Shattered Wig #28

Shattered Wig #28
Coming In November!

Wednesday, June 11, 2014

Mail Art Is Alive At Gape House, Wherever That May Be



“You helped to ease the pain!” says the human covered with the bed sheet. “I can not explain, the times I thought I’d end it all, you broke down my door like a wrecking ball.”

So says the back of a postcard from the Yates Keeper of Gape House, located at some undisclosed home in Seattle. About a year ago, Normal’s Bargain Cobbley World started receiving mysterious one sheet cartoon transmissions old school style, via a smiling or scowling or pre-occupied postal carrier.

DJ Shorty II, The Fist Transmission and I were pissed pants happy with these newsletters. For months we got a new one each week - one side with multi-panels of black and white comics and the other side with a full size full color illustration. Frustratingly, they arrived with only a Seattle postmark, no return address. “Damn, I want to send the Yates Keeper my rap sheet,” DJ Shorty would squeal between hacking cig coughs.

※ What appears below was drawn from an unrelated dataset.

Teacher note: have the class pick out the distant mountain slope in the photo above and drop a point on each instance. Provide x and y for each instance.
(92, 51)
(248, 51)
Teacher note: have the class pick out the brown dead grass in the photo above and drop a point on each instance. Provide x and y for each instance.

Then one day in between vicious elderly suburban swing vinyl lp sellers, we received a surprise phone call. The voice sounded, as Blaster the supreme mail artist would say, “sepulchral”, as if “emanating from the bottom of a jar”.



“Is it really you?!” DJ Shorty said. “We love your drawings! What’s your address so we can send you things?” “I’d prefer at this time not to disclose that,” the anxious youngish sounding lad responded. This did not seem like a prank, it seemed like an extremely private person with a great imagination teetering just short of the magically grotesque (right up my alley) had for some reason become our special angel.

But then, just as mysteriously as they started appearing at great frequency, they completely stopped. The last issue went from perversely dark to past midnight dark. DJ Shorty and I watched the daily mail carrier with great anticipation for weeks. Then we got caught up in daily life, Shorty moving on to a guardpost in the Baltimore penal system. I hobble on knee deep in books, but the knees grow stiff and groany.

The day after Normal’s 24th anniversary, though, in with the bills and inquiries about Black Oak Arkansas lps, there was a hand made postcard of a High Priestess drawn in an unmistakable style: “You say you want to run this town like King Solomon? / The steps you’re taking! Moving up the ladder! / You’ve got the discipline and we are a fan of it.”

The next day brought a leering gent in a Fez, followed by a scary clown, a figure in a sheet hood and then the Magus with a candle in its rack.

The gentle mystery lives. I took the card back to the Blaster sofa where his manual typewriter and soap carvings sit beside it on a milk crate. Pouring half a Schlitz out onto the spotted rug, I leaned the High Priestess up against his pyramid of empty tuna cans.